If faut trouver quatre expressions dont on a les définitions :


 flatter deux parties opposées : souffler le chaud et le froid
 être très prudent : ...
 être tout-puissant : faire la pluie et le beau temps
 être d'une humeur inégale : être fantasque comme la chèvre
 
Donc, l'expression doit contenir le mot « les hauts ».


----------



## Punky Zoé

Thomas1 said:


> être tout-puissant : faire la pluie et le *beau* temps



Quelque chose avec "les hauts et les bas" ?


----------



## Lacuzon

Bonsoir,

Je pense à :

1 _Ménager la *chèvre *et le chou_
2 _Chat *échaudé *craint l'eau froide_
3 _Faire la *pluie *et le beau temps_
4 _Connaître des *hauts *et des bas_

Souffler le chaud et le froid, ce serait plutôt la 4ème.


----------



## Twenty20

Je propose "éviter *les hauts* fonds" dans le sens être prudent, comme les marins qui font attention à ne pas heurter les récifs qui sont proches de la surface de l'eau.
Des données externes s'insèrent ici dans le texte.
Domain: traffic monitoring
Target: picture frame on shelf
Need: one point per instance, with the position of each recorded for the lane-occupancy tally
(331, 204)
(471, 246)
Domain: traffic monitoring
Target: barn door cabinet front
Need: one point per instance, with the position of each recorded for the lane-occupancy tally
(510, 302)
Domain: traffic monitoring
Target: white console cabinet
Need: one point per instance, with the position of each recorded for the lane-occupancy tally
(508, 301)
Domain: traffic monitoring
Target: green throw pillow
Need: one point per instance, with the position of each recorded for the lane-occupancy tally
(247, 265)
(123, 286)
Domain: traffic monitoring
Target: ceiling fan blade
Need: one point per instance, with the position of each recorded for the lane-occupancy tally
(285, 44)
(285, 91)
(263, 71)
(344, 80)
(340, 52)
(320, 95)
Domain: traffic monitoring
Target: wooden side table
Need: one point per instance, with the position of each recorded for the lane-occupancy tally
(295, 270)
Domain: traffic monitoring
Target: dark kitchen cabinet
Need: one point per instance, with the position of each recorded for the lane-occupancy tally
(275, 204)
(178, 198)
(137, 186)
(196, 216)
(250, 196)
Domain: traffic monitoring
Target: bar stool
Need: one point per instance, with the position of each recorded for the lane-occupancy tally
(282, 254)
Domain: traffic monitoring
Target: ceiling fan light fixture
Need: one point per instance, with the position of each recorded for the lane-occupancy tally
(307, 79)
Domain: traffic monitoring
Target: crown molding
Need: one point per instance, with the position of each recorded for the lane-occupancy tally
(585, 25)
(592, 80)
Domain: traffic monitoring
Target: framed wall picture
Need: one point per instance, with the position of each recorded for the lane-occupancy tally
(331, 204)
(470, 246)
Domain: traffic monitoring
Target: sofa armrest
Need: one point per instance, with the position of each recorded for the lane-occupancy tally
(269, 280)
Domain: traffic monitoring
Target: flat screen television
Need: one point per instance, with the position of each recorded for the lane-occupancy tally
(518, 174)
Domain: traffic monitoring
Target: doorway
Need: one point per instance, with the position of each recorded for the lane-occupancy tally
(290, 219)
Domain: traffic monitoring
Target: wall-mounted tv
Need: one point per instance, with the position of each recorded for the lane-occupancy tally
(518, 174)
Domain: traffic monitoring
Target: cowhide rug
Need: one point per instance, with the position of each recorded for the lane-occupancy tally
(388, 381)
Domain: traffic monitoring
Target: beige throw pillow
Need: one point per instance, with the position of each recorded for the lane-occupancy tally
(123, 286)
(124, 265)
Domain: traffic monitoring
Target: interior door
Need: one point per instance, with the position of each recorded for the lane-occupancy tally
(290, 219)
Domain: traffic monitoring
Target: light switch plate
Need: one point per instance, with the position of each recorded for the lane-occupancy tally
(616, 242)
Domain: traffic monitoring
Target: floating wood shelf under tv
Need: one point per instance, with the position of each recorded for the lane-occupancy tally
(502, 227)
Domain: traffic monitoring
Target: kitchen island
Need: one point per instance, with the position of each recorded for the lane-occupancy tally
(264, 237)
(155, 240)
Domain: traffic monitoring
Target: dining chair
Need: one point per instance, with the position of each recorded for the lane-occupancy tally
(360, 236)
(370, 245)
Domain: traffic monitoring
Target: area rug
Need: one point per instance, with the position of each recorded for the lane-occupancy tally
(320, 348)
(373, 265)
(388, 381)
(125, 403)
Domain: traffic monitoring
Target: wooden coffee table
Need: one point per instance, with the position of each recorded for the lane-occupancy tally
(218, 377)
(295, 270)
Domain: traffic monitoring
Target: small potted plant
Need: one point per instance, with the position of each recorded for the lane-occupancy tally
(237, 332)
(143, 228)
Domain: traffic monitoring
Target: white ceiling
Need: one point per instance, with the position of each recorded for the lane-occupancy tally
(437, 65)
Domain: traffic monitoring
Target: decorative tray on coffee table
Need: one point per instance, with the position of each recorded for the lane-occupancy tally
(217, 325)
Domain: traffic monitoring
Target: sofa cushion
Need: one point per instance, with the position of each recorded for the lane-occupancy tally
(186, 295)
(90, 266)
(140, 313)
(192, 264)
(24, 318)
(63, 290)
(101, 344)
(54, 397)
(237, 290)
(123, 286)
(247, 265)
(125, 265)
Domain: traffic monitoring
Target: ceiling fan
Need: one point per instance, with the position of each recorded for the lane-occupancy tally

Il me semble que cette expression existe.


----------



## Thomas1

Merci, c'est plus clair maintenant !





Lacuzon said:


> Bonsoir,
> 
> Je pense à :
> 
> 1 _Ménager la *chèvre *et le chou_
> 2 _Chat *échaudé *craint l'eau froide_
> 3 _Faire la *pluie *et le beau temps_
> 4 _Connaître des *hauts *et des bas_
> 
> Souffler le chaud et le froid, ce serait plutôt la 4ème.


Est-ce qu'on peut dire : avoir les hauts et les bas ?

Je ne sais pas si on peut changer les mots, mais « chat échaudé craint l'eau froide » me plaît. 

Est-ce que : « être fantasque comme la chèvre » va selon la quatrième définition ?


----------



## Twenty20

Non c'est avoir des hauts et des bas, en mettant "les" ça ne veut plus rien dire.


----------



## Flore!

Bonsoir Tomek 

Je ne connaissais pas l'expression "être fantasque comme la chèvre" ! Elle est dans ton dictionnaire ? Elle n'apparaît pas sur Internet.
Mais vu que _fantasque_ signifie très exactement être d'humeur inégale, et que la chèvre est réputée d'humeur fantasque, cette expression me semble parfaite pour ta définition 4 (si elle existe  )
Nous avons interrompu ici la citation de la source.